The AI Revolution: Present Day
Today’s AI accelerators like NVIDIA H100 and upcoming Blackwell GPUs generate heat levels that make the original problem from 1969 look modest. Individual GPUs can produce 700-1000 watts. A single rack can exceed 100 kilowatts. Air cooling cannot physically remove heat at these densities without consuming enormous energy and creating unacceptable noise levels.
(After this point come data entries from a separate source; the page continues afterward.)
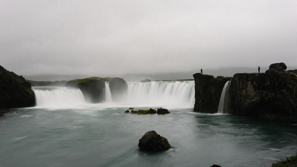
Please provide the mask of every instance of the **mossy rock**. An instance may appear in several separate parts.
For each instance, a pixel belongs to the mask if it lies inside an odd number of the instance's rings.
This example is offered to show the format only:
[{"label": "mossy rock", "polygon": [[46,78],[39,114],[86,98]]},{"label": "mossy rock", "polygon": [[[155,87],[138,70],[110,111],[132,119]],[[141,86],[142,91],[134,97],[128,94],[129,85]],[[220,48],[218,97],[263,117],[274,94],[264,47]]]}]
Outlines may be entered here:
[{"label": "mossy rock", "polygon": [[35,100],[29,82],[0,66],[0,109],[34,106]]},{"label": "mossy rock", "polygon": [[[286,156],[285,156],[286,157]],[[297,166],[297,155],[287,157],[287,160],[272,164],[272,167],[295,167]]]},{"label": "mossy rock", "polygon": [[155,109],[149,109],[148,111],[148,113],[157,113],[157,111]]}]

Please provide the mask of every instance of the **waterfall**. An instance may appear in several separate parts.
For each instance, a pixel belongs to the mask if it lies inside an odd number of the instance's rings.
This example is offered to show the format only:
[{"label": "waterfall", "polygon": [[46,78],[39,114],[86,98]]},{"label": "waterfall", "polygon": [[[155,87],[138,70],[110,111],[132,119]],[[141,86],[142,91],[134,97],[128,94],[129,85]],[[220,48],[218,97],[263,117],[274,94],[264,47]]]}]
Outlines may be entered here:
[{"label": "waterfall", "polygon": [[220,102],[219,103],[219,107],[217,109],[217,113],[227,113],[229,112],[230,100],[230,86],[231,85],[230,81],[226,83],[222,93],[221,95],[220,98]]},{"label": "waterfall", "polygon": [[192,108],[195,83],[187,81],[128,82],[127,104]]},{"label": "waterfall", "polygon": [[37,107],[75,105],[86,103],[78,88],[67,87],[33,87]]},{"label": "waterfall", "polygon": [[109,88],[109,83],[108,82],[105,82],[105,102],[110,103],[112,101],[111,99],[111,93]]}]

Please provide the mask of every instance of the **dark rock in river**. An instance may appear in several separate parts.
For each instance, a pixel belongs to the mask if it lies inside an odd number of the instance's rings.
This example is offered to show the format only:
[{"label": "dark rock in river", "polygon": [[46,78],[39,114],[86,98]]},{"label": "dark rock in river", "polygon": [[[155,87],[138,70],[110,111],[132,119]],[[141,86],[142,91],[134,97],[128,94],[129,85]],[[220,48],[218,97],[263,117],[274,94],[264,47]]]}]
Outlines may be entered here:
[{"label": "dark rock in river", "polygon": [[113,101],[119,101],[126,97],[128,92],[128,85],[123,78],[114,78],[109,83]]},{"label": "dark rock in river", "polygon": [[154,131],[148,131],[139,139],[138,147],[141,150],[148,151],[162,151],[171,148],[167,139]]},{"label": "dark rock in river", "polygon": [[159,109],[157,110],[157,113],[158,114],[164,114],[169,113],[170,112],[168,111],[167,109]]},{"label": "dark rock in river", "polygon": [[225,84],[232,78],[203,75],[193,75],[195,81],[195,104],[194,111],[203,113],[217,112],[221,94]]},{"label": "dark rock in river", "polygon": [[149,110],[148,111],[148,113],[157,113],[157,111],[155,109],[149,109]]},{"label": "dark rock in river", "polygon": [[151,82],[152,81],[148,79],[144,79],[144,80],[142,80],[141,81],[140,81],[140,82]]},{"label": "dark rock in river", "polygon": [[35,103],[31,84],[0,66],[0,109],[30,107]]},{"label": "dark rock in river", "polygon": [[66,86],[79,88],[85,98],[91,103],[102,102],[105,100],[104,78],[93,77],[77,79],[68,81]]},{"label": "dark rock in river", "polygon": [[37,81],[26,80],[26,81],[31,84],[31,86],[66,86],[68,81]]}]

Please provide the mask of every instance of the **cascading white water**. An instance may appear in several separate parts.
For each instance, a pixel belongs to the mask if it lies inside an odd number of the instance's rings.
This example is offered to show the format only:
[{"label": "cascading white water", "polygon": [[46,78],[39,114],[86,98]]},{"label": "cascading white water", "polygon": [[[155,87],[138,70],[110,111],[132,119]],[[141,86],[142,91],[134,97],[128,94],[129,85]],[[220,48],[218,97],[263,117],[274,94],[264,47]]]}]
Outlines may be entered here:
[{"label": "cascading white water", "polygon": [[128,82],[127,104],[192,108],[195,83],[187,81]]},{"label": "cascading white water", "polygon": [[78,88],[67,87],[33,87],[36,106],[53,107],[76,105],[86,103]]},{"label": "cascading white water", "polygon": [[229,100],[230,99],[230,86],[231,85],[231,81],[228,81],[226,83],[220,98],[220,102],[219,103],[219,107],[217,109],[217,113],[228,113],[229,112]]},{"label": "cascading white water", "polygon": [[105,82],[105,102],[110,103],[112,101],[111,98],[111,93],[109,88],[109,83],[108,82]]}]

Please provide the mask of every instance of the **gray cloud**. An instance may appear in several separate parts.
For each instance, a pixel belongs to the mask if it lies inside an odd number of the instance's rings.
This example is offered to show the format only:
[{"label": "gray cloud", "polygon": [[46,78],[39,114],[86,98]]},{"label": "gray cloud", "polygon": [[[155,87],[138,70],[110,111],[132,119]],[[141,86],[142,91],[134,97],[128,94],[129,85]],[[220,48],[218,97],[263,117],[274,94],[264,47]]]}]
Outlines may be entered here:
[{"label": "gray cloud", "polygon": [[1,1],[0,65],[23,75],[297,66],[295,1]]}]

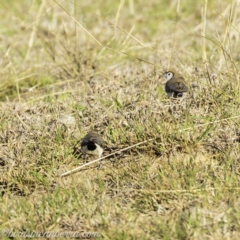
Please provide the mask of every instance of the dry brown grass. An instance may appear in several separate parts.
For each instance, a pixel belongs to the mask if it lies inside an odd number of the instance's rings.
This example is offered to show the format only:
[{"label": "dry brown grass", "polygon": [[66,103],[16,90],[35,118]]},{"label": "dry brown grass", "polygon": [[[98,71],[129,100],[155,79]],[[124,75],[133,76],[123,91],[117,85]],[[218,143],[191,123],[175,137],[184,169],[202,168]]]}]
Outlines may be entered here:
[{"label": "dry brown grass", "polygon": [[[0,3],[0,230],[240,237],[240,8],[206,3]],[[61,178],[92,128],[105,155],[146,143]]]}]

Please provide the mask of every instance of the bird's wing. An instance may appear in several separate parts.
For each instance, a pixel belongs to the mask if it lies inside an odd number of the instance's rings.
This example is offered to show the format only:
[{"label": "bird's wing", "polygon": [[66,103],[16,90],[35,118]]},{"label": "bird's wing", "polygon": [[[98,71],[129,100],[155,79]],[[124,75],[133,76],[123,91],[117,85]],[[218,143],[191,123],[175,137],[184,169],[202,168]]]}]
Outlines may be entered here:
[{"label": "bird's wing", "polygon": [[166,83],[166,90],[172,92],[187,92],[188,87],[183,77],[173,78]]},{"label": "bird's wing", "polygon": [[89,142],[97,143],[99,146],[104,146],[104,141],[96,132],[89,132],[82,140],[81,146],[87,145]]}]

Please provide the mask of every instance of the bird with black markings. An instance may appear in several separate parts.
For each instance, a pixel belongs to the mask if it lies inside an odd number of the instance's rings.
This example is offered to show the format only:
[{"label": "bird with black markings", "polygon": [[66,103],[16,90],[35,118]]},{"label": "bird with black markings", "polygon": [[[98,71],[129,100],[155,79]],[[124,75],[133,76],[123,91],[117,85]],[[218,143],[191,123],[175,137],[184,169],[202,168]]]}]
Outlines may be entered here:
[{"label": "bird with black markings", "polygon": [[96,131],[90,131],[81,142],[81,151],[84,154],[102,156],[104,141]]},{"label": "bird with black markings", "polygon": [[183,95],[188,92],[188,87],[183,76],[173,71],[166,71],[163,76],[167,80],[165,84],[165,91],[168,97],[183,97]]}]

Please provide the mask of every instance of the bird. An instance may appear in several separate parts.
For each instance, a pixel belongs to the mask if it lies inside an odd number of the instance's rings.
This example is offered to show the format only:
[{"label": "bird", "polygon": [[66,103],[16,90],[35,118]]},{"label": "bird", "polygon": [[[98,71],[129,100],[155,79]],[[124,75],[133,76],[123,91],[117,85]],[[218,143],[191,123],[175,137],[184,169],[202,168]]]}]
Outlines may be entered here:
[{"label": "bird", "polygon": [[81,151],[84,154],[96,155],[99,158],[102,156],[104,149],[104,141],[96,131],[90,131],[82,139]]},{"label": "bird", "polygon": [[165,91],[168,97],[183,97],[183,94],[188,92],[188,87],[183,76],[173,71],[166,71],[163,76],[167,80],[165,84]]}]

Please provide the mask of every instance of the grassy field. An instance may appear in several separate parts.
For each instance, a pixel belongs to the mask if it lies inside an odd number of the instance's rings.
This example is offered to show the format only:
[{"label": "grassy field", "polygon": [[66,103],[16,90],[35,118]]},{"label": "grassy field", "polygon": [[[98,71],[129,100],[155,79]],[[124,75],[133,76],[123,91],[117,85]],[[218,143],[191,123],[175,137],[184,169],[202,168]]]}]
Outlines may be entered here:
[{"label": "grassy field", "polygon": [[[239,1],[1,0],[0,13],[2,239],[240,238]],[[186,99],[167,97],[166,69]],[[74,154],[91,129],[116,154],[61,177],[94,160]]]}]

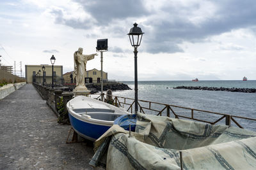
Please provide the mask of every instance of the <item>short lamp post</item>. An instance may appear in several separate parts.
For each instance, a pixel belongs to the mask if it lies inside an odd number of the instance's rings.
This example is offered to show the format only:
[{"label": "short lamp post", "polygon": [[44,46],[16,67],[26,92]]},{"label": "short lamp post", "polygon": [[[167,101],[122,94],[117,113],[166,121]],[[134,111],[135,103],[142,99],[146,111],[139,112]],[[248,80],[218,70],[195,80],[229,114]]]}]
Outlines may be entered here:
[{"label": "short lamp post", "polygon": [[134,27],[130,29],[127,34],[130,39],[131,45],[134,48],[134,92],[135,92],[135,113],[138,112],[138,70],[137,70],[137,53],[138,47],[141,42],[142,36],[144,32],[142,32],[140,27],[137,27],[138,24],[134,23]]},{"label": "short lamp post", "polygon": [[53,87],[54,87],[54,85],[53,85],[53,65],[54,64],[56,59],[55,59],[54,56],[52,55],[52,57],[51,57],[50,59],[51,59],[51,63],[52,64],[52,89],[53,89]]},{"label": "short lamp post", "polygon": [[38,83],[38,72],[36,73],[36,83]]},{"label": "short lamp post", "polygon": [[39,83],[41,83],[41,70],[39,70],[38,73],[39,73]]},{"label": "short lamp post", "polygon": [[44,72],[45,71],[45,67],[44,66],[42,67],[42,70],[43,71],[43,85],[44,85],[44,73],[45,73]]}]

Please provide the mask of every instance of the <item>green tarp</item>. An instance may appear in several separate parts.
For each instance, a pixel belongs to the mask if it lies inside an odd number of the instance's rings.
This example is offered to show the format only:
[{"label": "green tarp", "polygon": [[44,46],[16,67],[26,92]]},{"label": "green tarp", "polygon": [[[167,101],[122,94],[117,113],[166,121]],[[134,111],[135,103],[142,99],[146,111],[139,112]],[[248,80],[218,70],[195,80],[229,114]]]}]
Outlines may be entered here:
[{"label": "green tarp", "polygon": [[256,132],[144,115],[136,132],[114,125],[95,143],[90,164],[107,169],[256,169]]}]

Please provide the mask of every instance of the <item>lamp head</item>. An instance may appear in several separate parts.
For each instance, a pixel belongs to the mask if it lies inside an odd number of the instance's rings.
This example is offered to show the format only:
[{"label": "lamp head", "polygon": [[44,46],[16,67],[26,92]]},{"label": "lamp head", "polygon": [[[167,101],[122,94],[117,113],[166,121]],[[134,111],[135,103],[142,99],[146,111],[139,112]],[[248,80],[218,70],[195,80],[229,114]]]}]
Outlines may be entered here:
[{"label": "lamp head", "polygon": [[136,48],[140,45],[141,42],[142,35],[144,32],[142,32],[141,29],[138,27],[138,24],[134,23],[134,27],[130,29],[130,32],[127,34],[130,39],[131,45]]},{"label": "lamp head", "polygon": [[52,65],[54,64],[55,60],[56,60],[54,55],[52,55],[52,57],[51,57],[50,59],[51,59],[51,63],[52,64]]}]

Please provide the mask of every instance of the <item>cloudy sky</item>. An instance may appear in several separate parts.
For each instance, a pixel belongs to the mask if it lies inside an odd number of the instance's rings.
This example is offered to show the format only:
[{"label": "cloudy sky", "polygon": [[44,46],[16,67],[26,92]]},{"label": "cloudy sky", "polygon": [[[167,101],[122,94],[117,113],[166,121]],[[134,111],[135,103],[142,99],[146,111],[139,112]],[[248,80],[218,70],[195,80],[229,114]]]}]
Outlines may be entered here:
[{"label": "cloudy sky", "polygon": [[[63,66],[73,54],[95,53],[108,39],[109,79],[134,79],[127,35],[134,22],[145,34],[138,48],[139,80],[256,80],[255,0],[1,0],[2,65]],[[100,55],[87,69],[100,69]]]}]

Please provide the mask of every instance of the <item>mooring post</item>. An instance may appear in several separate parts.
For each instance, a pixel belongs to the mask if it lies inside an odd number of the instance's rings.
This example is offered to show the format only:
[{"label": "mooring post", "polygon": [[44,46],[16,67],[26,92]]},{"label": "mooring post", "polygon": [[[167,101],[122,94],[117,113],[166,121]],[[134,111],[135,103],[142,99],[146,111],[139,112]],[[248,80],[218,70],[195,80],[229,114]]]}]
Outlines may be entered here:
[{"label": "mooring post", "polygon": [[180,169],[183,170],[182,152],[180,151]]},{"label": "mooring post", "polygon": [[226,125],[230,126],[231,125],[231,116],[228,115],[226,115]]},{"label": "mooring post", "polygon": [[166,116],[170,117],[170,106],[167,106],[166,107]]},{"label": "mooring post", "polygon": [[72,92],[63,92],[62,93],[62,97],[63,97],[63,104],[64,104],[64,113],[67,113],[67,103],[73,98],[74,93]]},{"label": "mooring post", "polygon": [[56,90],[54,91],[54,101],[55,101],[55,110],[58,112],[58,103],[60,102],[59,97],[61,96],[62,90]]}]

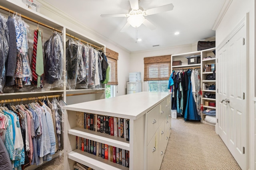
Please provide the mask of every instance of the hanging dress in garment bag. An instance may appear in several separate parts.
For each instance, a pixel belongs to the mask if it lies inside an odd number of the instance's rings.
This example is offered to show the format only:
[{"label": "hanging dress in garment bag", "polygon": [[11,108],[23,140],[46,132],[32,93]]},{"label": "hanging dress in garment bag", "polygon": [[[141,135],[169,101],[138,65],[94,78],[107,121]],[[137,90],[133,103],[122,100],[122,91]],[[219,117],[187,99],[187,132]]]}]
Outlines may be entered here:
[{"label": "hanging dress in garment bag", "polygon": [[186,121],[190,120],[201,120],[201,117],[197,113],[196,106],[192,93],[192,84],[190,80],[191,70],[189,70],[187,72],[187,74],[188,76],[189,84],[187,104],[184,114],[184,120]]}]

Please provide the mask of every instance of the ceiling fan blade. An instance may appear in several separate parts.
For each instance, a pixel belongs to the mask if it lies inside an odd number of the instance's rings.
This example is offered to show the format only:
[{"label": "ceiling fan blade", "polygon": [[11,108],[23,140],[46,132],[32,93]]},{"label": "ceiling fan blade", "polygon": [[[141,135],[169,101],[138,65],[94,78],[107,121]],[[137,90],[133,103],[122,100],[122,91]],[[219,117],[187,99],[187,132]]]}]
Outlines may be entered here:
[{"label": "ceiling fan blade", "polygon": [[106,17],[128,17],[129,14],[101,14],[100,16],[102,18]]},{"label": "ceiling fan blade", "polygon": [[170,4],[150,9],[147,10],[144,10],[144,16],[149,16],[150,15],[155,14],[160,12],[165,12],[166,11],[171,11],[173,9],[173,5],[172,4]]},{"label": "ceiling fan blade", "polygon": [[139,9],[139,2],[138,0],[130,0],[130,4],[131,5],[131,8],[133,10]]},{"label": "ceiling fan blade", "polygon": [[146,19],[145,19],[144,20],[144,22],[142,23],[145,26],[149,28],[151,30],[155,29],[156,28],[156,26],[152,23],[151,22],[148,21]]},{"label": "ceiling fan blade", "polygon": [[124,26],[123,27],[121,30],[120,30],[120,32],[124,32],[125,31],[126,29],[128,28],[129,27],[130,27],[130,23],[129,23],[128,22],[127,22],[124,25]]}]

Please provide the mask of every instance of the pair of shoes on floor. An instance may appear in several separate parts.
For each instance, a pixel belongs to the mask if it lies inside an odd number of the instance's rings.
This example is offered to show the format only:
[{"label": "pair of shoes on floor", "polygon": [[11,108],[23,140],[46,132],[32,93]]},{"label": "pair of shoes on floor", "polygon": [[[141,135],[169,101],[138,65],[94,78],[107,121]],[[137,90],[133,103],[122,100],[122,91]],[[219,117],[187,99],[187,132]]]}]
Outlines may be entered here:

The technology that IBM pioneered and Cray validated has returned because the physics demands it. Modern chips are essentially back to the heat density challenges of bipolar designs, but with far more sophisticated performance requirements. Two-phase immersion cooling using engineered fluids like Standard Fluids™ SF 649™ Engineered Fluid leverages the latent heat of vaporization to remove heat more efficiently than any other approach.
Why History Matters
Understanding immersion cooling’s evolution reveals an important truth. This technology succeeds when chip heat density exceeds what air cooling can handle economically. We’re at that inflection point again. The difference now is that global data center growth, AI workloads, and environmental pressures all converge to demand better thermal solutions.
As Kelvin Cabrera notes in the Splashcast episode, immersion cooling is set for universal adoption. The decades of engineering refinement mean the technology is mature, proven, and ready for widespread deployment. Standard Fluids provides the high-purity engineered fluids that make this next evolution possible.
The journey from Robert Simons’ 1969 IBM lab to today’s AI data centers demonstrates that great engineering solutions don’t disappear. They wait for the right application and the right moment. For immersion cooling, that moment is now.